Midweek meals need to be quick, tasty, and simple to follow. Enter, this chicken casserole – offering a healthy portion of vegetables and on the table in around half an hour, this is a meal that requires relatively little prep but offers a big payout in terms of taste and ease.
Ingredients (serves 4):
- 8 chicken thighs or drumsticks
- 4 large potatoes
- 4 large carrots
- 2 onions
- 1 tin of tomatoes
- 1/4 cup of red wine
- 2 cloves of garlic
- 1 teaspoon of salt
- 1 teaspoon of smoked paprika
- 1 teaspoon of ground black pepper
- 3 tablespoons of oil
- 1/2 cup of water
- Brown the chicken pieces in a pan by frying them with one tablespoon of oil for around 10 minutes.
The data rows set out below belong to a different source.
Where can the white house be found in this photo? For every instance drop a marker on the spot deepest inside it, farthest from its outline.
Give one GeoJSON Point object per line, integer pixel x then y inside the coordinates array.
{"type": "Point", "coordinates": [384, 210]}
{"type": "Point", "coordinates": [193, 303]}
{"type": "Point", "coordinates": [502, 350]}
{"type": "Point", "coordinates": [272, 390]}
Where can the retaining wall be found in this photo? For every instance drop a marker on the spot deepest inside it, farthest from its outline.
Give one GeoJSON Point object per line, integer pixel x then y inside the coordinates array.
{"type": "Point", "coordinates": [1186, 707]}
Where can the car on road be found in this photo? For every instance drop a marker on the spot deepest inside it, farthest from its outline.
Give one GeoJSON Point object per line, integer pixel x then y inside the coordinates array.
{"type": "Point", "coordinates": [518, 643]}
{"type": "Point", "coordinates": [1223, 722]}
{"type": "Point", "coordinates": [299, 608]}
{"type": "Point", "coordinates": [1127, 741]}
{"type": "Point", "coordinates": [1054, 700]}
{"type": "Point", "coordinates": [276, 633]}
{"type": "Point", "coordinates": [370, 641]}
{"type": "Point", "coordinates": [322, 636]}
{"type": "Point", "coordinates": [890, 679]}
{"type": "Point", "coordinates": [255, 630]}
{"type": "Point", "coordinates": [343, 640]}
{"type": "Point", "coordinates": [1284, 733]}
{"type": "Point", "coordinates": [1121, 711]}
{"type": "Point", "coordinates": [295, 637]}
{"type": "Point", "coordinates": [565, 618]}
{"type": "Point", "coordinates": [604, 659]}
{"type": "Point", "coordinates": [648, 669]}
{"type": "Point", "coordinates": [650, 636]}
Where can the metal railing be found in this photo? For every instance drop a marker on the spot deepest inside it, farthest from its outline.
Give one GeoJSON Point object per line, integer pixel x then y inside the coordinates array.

- Drain the fat from the pan, and place the chicken legs on a plate to rest.
- Dice the onions, garlic cloves, potatoes, and carrots and fry them in the pan with two tablespoons of oil for around 10 minutes.
- Add the salt, pepper, and smoked paprika to the vegetables.
- Heat the tomatoes in a pan, and stir in the water.
- Transfer everything to a baking tray, ensuring that the vegetables and chicken and covered by the tomatoes.
- Bake in an oven heated to 350 degrees F for half an hour.